In "Control Room," the recently released documentary on the Arab news channel Al Jazeera, Marine Lt. Josh Rushing emerged as an accidental star. A spokesman for U.S. Central Command headquarters in Qatar, he was assigned to escort Egyptian American filmmaker Jehane Noujaim as the Iraq war unfolded. To Noujaim's surprise, Rushing proved to be no ordinary flack. Other military spokesmen in the film sounded like androids reciting canned speeches. In conversations with an Al Jazeera reporter, Rushing came across as open, earnest, articulate -- characteristics that should make any American proud.

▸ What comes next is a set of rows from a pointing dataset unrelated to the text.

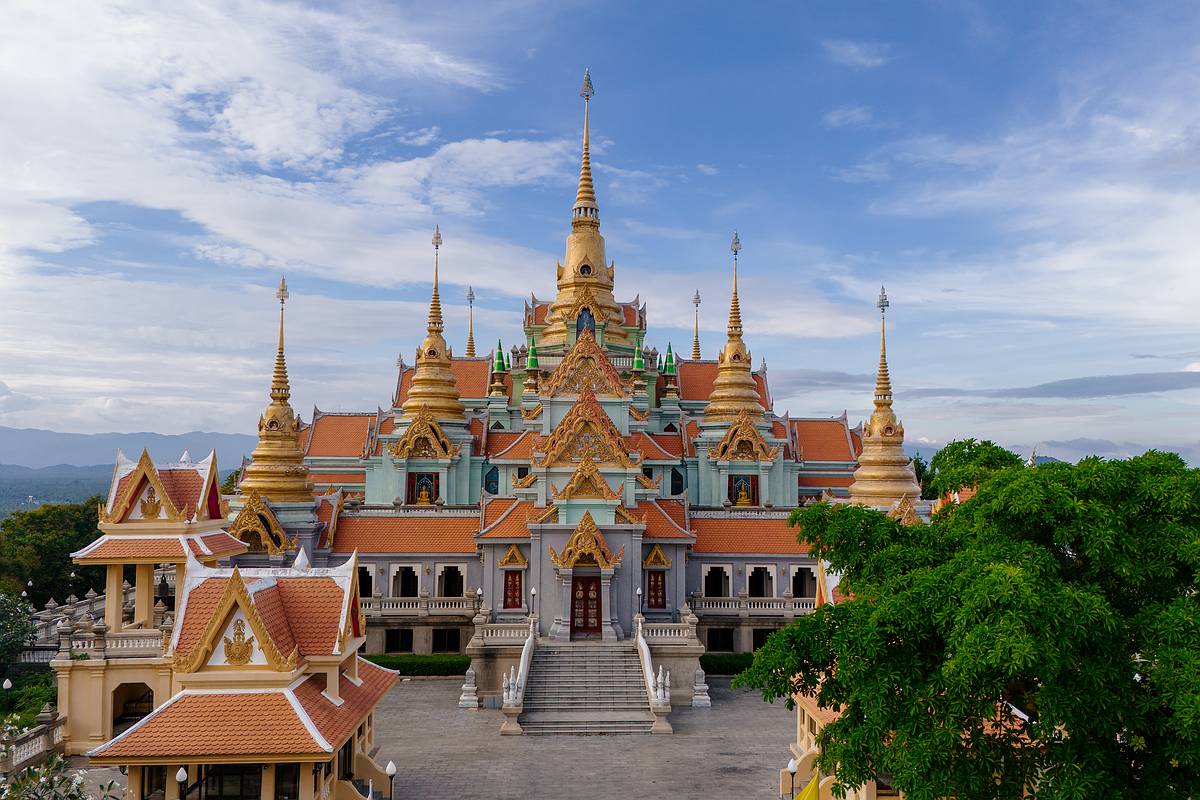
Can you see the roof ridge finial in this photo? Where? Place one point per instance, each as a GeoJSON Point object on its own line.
{"type": "Point", "coordinates": [735, 307]}
{"type": "Point", "coordinates": [695, 338]}
{"type": "Point", "coordinates": [586, 209]}
{"type": "Point", "coordinates": [281, 391]}
{"type": "Point", "coordinates": [883, 380]}
{"type": "Point", "coordinates": [471, 323]}
{"type": "Point", "coordinates": [436, 324]}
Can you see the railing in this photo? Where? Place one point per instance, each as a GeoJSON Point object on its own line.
{"type": "Point", "coordinates": [783, 606]}
{"type": "Point", "coordinates": [420, 606]}
{"type": "Point", "coordinates": [30, 747]}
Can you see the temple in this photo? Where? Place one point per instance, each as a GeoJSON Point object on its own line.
{"type": "Point", "coordinates": [579, 503]}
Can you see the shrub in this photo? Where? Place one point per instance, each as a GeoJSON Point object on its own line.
{"type": "Point", "coordinates": [442, 663]}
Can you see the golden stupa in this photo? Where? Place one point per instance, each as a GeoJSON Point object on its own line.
{"type": "Point", "coordinates": [277, 471]}
{"type": "Point", "coordinates": [433, 388]}
{"type": "Point", "coordinates": [883, 476]}
{"type": "Point", "coordinates": [585, 277]}
{"type": "Point", "coordinates": [735, 389]}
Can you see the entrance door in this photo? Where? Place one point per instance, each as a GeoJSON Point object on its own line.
{"type": "Point", "coordinates": [585, 607]}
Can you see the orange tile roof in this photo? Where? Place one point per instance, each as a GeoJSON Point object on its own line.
{"type": "Point", "coordinates": [339, 434]}
{"type": "Point", "coordinates": [108, 548]}
{"type": "Point", "coordinates": [339, 477]}
{"type": "Point", "coordinates": [823, 439]}
{"type": "Point", "coordinates": [510, 445]}
{"type": "Point", "coordinates": [337, 722]}
{"type": "Point", "coordinates": [216, 725]}
{"type": "Point", "coordinates": [745, 535]}
{"type": "Point", "coordinates": [664, 518]}
{"type": "Point", "coordinates": [417, 534]}
{"type": "Point", "coordinates": [513, 524]}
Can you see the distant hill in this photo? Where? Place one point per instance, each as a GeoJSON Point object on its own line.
{"type": "Point", "coordinates": [35, 447]}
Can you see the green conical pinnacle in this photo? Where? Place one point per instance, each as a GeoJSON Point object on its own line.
{"type": "Point", "coordinates": [532, 360]}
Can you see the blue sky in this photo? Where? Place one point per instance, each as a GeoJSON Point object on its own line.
{"type": "Point", "coordinates": [1023, 176]}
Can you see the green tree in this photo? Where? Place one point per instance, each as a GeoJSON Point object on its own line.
{"type": "Point", "coordinates": [37, 545]}
{"type": "Point", "coordinates": [966, 462]}
{"type": "Point", "coordinates": [1067, 594]}
{"type": "Point", "coordinates": [16, 626]}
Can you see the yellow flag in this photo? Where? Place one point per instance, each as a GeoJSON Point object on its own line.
{"type": "Point", "coordinates": [810, 791]}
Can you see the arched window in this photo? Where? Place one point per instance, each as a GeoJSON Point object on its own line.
{"type": "Point", "coordinates": [585, 320]}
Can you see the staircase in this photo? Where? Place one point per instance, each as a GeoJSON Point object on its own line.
{"type": "Point", "coordinates": [586, 687]}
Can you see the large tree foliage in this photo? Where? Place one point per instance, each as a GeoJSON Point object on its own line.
{"type": "Point", "coordinates": [966, 462]}
{"type": "Point", "coordinates": [37, 545]}
{"type": "Point", "coordinates": [1068, 593]}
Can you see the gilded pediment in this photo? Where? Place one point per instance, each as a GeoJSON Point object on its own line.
{"type": "Point", "coordinates": [424, 438]}
{"type": "Point", "coordinates": [743, 441]}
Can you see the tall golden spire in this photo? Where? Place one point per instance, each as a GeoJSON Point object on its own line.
{"type": "Point", "coordinates": [471, 323]}
{"type": "Point", "coordinates": [585, 277]}
{"type": "Point", "coordinates": [695, 336]}
{"type": "Point", "coordinates": [277, 470]}
{"type": "Point", "coordinates": [883, 475]}
{"type": "Point", "coordinates": [433, 386]}
{"type": "Point", "coordinates": [735, 389]}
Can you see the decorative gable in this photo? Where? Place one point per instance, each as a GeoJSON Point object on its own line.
{"type": "Point", "coordinates": [586, 482]}
{"type": "Point", "coordinates": [586, 432]}
{"type": "Point", "coordinates": [259, 528]}
{"type": "Point", "coordinates": [743, 441]}
{"type": "Point", "coordinates": [586, 546]}
{"type": "Point", "coordinates": [424, 438]}
{"type": "Point", "coordinates": [585, 368]}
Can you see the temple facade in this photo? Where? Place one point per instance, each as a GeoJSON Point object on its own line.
{"type": "Point", "coordinates": [583, 481]}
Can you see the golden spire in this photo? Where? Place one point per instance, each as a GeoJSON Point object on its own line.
{"type": "Point", "coordinates": [695, 336]}
{"type": "Point", "coordinates": [585, 277]}
{"type": "Point", "coordinates": [883, 476]}
{"type": "Point", "coordinates": [735, 389]}
{"type": "Point", "coordinates": [433, 386]}
{"type": "Point", "coordinates": [471, 323]}
{"type": "Point", "coordinates": [277, 470]}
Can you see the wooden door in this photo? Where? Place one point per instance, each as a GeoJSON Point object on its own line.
{"type": "Point", "coordinates": [585, 607]}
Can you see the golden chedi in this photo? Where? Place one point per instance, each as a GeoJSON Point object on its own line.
{"type": "Point", "coordinates": [433, 388]}
{"type": "Point", "coordinates": [277, 471]}
{"type": "Point", "coordinates": [735, 389]}
{"type": "Point", "coordinates": [585, 278]}
{"type": "Point", "coordinates": [883, 476]}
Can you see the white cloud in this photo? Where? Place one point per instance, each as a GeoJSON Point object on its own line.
{"type": "Point", "coordinates": [861, 55]}
{"type": "Point", "coordinates": [847, 116]}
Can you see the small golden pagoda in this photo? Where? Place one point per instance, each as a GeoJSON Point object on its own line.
{"type": "Point", "coordinates": [433, 384]}
{"type": "Point", "coordinates": [735, 390]}
{"type": "Point", "coordinates": [883, 476]}
{"type": "Point", "coordinates": [585, 277]}
{"type": "Point", "coordinates": [277, 471]}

Except, apparently, the Americans at the Pentagon. Defense Secretary Donald H. Rumsfeld is no fan of Al Jazeera, which he regularly denounces as a font of anti-American propaganda. It's no surprise that the Pentagon would be less than impressed by Noujaim's more nuanced and sympathetic take on the controversial network. It seems to have decided to take its ire out on Rushing, now a captain assigned to the Marine Corps Motion Picture and Television Liaison office in Los Angeles. Friends say the 31-year-old officer will end his 14-year military career in the fall after the documentary "didn't play well with some of the senior brass" and the Pentagon ordered Rushing and his wife not to give any more interviews about his part in it. (He declined to be interviewed by The Times.)

A deputy director of Marine Corps public affairs at the Pentagon told a Times reporter that it was not what Rushing said in the documentary but comments he made in interviews after it was released that prompted the crackdown. But the examples offered were no different from what was said on camera. Nothing unpatriotic, mind you. Rushing never came across as anything less than a passionate supporter of the Iraq mission of the United States and its allies. But although he supported this war, he did not stop trying to understand those who saw it as wrong. And he didn't flinch from questioning his own reactions. In one scene, he realized he had been offended by Al Jazeera showing images of dead and captive U.S. soldiers but not by an earlier, similarly graphic broadcast of dead and wounded Iraqis.

"It upset me at a profound level that I wasn't bothered as much the night before," he said. "It makes me hate war. But it doesn't make me believe we can live in a world without war yet."

We can't even hope for that world if such conversations are silenced.